A wide variety of elongated medical instruments are currently available that are adapted to be permanently or temporarily implanted in the mammalian body, usually the body of a human patient, or used to access a site in the body to facilitate introduction of a further implantable medical device or delivery of a therapeutic or diagnostic agent. Such elongated medical instruments have an instrument body extending between instrument body proximal and distal ends, and a distal segment of the instrument body is advanced to a remote site in the body.

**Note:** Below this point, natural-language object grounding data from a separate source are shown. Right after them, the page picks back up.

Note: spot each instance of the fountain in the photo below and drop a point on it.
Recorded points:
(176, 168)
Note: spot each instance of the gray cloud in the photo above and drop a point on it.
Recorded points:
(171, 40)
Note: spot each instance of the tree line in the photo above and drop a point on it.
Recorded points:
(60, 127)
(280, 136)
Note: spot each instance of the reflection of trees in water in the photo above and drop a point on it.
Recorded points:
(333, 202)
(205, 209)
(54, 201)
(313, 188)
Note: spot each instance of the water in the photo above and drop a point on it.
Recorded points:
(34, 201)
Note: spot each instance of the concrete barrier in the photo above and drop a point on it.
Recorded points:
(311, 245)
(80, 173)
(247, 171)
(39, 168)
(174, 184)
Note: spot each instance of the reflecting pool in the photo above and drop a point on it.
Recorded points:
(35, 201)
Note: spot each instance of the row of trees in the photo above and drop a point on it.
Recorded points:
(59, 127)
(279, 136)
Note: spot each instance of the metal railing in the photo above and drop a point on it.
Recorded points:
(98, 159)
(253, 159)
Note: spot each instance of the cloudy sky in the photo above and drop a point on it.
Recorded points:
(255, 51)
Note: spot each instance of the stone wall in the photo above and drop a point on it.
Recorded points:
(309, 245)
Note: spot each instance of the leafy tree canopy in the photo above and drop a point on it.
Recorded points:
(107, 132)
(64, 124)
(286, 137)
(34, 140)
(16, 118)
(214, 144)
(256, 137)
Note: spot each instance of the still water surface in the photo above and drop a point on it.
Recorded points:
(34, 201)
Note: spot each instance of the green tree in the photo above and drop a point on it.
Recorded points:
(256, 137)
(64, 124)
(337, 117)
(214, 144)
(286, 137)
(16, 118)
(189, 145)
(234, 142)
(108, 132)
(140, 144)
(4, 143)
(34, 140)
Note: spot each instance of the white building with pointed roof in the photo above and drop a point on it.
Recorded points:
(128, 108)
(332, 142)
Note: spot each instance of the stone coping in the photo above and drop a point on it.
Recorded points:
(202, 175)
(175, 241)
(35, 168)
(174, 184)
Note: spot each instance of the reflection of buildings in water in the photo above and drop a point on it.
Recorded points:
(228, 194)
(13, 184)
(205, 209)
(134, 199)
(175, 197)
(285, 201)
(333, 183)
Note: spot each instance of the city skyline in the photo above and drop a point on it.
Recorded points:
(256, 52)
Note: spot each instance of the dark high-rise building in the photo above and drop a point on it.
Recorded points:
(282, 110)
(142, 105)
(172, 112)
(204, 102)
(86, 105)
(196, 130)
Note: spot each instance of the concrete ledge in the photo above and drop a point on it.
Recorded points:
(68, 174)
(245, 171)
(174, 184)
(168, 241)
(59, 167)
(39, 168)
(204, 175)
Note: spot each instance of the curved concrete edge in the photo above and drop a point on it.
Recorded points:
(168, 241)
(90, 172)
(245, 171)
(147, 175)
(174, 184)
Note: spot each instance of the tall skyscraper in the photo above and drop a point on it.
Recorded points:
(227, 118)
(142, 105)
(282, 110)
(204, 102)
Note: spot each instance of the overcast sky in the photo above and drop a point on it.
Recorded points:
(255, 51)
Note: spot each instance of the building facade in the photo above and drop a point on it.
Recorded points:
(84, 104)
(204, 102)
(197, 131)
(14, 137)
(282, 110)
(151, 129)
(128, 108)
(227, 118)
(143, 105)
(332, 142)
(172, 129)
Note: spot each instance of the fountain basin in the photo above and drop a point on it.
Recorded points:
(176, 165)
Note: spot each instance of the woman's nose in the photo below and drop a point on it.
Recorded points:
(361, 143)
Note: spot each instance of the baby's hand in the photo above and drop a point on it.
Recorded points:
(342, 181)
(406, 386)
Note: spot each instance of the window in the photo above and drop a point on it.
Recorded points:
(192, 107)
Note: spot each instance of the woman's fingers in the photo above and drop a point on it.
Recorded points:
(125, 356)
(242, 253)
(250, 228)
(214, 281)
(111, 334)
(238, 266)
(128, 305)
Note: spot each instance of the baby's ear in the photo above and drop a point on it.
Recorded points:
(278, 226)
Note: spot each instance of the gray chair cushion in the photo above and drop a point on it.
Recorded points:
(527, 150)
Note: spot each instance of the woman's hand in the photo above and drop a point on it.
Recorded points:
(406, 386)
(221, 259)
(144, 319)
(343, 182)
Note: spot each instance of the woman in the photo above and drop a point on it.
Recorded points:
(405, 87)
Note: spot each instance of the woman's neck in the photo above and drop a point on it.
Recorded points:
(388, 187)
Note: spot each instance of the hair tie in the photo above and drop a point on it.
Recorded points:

In many cases, the introduction of such elongated medical instruments to a remote site in the body is effected through a skin incision accessing an incision into a blood vessel, whereby the instrument body is advanced through a pathway until the distal segment or the instrument body distal end are located at the remote site. Such advancement is often through a tortuous pathway having twists and turns requiring the capability to impart a curve or deflect the instrument body distal end to facilitate advancement. Therefore, the introduction of such elongated medical instruments through vascular pathways or other tortuous pathways in the body is facilitated by a wide variety of techniques and mechanisms that have been developed to impart curves in the distal segment of the instrument body or to deflect or steer the instrument body distal end.
There is still a perceived need for a steerable stylet having a small diameter stylet body that is simple and inexpensive to manufacture, resists kinking, and that can be manipulated to control the deflection of and impart a bend in a distal segment of the stylet body that is more acute.